Make no mistake: you will die a lot during these segments because there's no way you could possibly know what's coming unless you spoiled the surprise by watching a YouTube video, you damn surprise spoiler. Plus, you have stamina to mind. Yeah, your energy remains limited throughout this affair, causing you to stop and catch your breath if you sprint for too long.
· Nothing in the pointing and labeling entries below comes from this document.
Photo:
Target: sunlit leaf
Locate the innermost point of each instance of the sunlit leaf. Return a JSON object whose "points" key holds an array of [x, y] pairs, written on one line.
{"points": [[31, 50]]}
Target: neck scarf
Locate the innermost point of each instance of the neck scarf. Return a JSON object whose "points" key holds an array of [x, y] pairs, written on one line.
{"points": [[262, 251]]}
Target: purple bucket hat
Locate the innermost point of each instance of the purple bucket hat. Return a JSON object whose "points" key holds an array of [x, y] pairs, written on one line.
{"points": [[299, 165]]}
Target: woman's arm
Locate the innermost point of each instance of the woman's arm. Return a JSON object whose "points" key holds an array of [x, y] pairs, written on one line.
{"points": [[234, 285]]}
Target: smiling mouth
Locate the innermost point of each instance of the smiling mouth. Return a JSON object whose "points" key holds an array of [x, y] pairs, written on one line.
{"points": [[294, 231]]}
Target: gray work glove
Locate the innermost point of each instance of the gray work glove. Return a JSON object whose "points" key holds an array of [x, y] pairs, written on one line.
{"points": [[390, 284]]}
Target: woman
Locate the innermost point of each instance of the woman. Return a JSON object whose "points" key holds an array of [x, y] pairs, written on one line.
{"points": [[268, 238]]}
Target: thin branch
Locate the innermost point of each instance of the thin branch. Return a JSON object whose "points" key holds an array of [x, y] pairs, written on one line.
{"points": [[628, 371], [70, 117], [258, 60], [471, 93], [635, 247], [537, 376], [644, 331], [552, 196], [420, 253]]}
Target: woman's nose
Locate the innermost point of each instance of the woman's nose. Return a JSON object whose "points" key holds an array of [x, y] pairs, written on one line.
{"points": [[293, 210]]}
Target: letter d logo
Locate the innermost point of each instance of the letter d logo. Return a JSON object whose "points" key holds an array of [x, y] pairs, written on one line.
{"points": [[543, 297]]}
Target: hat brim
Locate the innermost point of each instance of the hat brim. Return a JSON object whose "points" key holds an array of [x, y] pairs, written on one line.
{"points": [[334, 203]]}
Soon enough, the game changes tone and hits you with some gory, batshit plot devices that involve someone creating legit minotaurs by splicing humans with bulls. The rules shift, and now you're a killer armed with a sharp weapon looking to kill some bull-men. Just like you, these creatures only get a single hit point, croaking after a well-timed strike from your weapon. The only catch is you still give up the ghost after one shot as well, so you better actually land all of your attacks. Otherwise, you're going to be wide open... And then, wide open.

Each level here requires you to explore windy hallways and stuffy rooms to find the cow people and exterminate them. You can't advance beyond the locked door until all of them have expired. With those tasks complete, you have only to survive the final stage.

Blood Breed (Switch) image

I won't go into that bit, but the campaign doesn't last long. If you're good enough, you can complete Blood Breed in under an hour, so the adventure never overstays its unpretentious welcome. The game knows exactly what it is: a fun-filled and creepy romp that's equal parts obstacle course and “bubblegum horror,” as Joe Bob Briggs calls it. It's exactly the kind of thing I would have rented from the horror section at Premier Video or Good Guys Rental Store back in the day, and ended up with pee-soaked underwear that I had to clandestinely change so my parents wouldn't ban scary movies in the house...


JoeTheDestroyer's avatar
Staff review by Joseph Shaffer (October 02, 2023)

Rumor has it that Joe is not actually a man, but a machine that likes video games, horror movies, and long walks on the beach. His/Its first contribution to HonestGamers was a review of Breath of Fire III.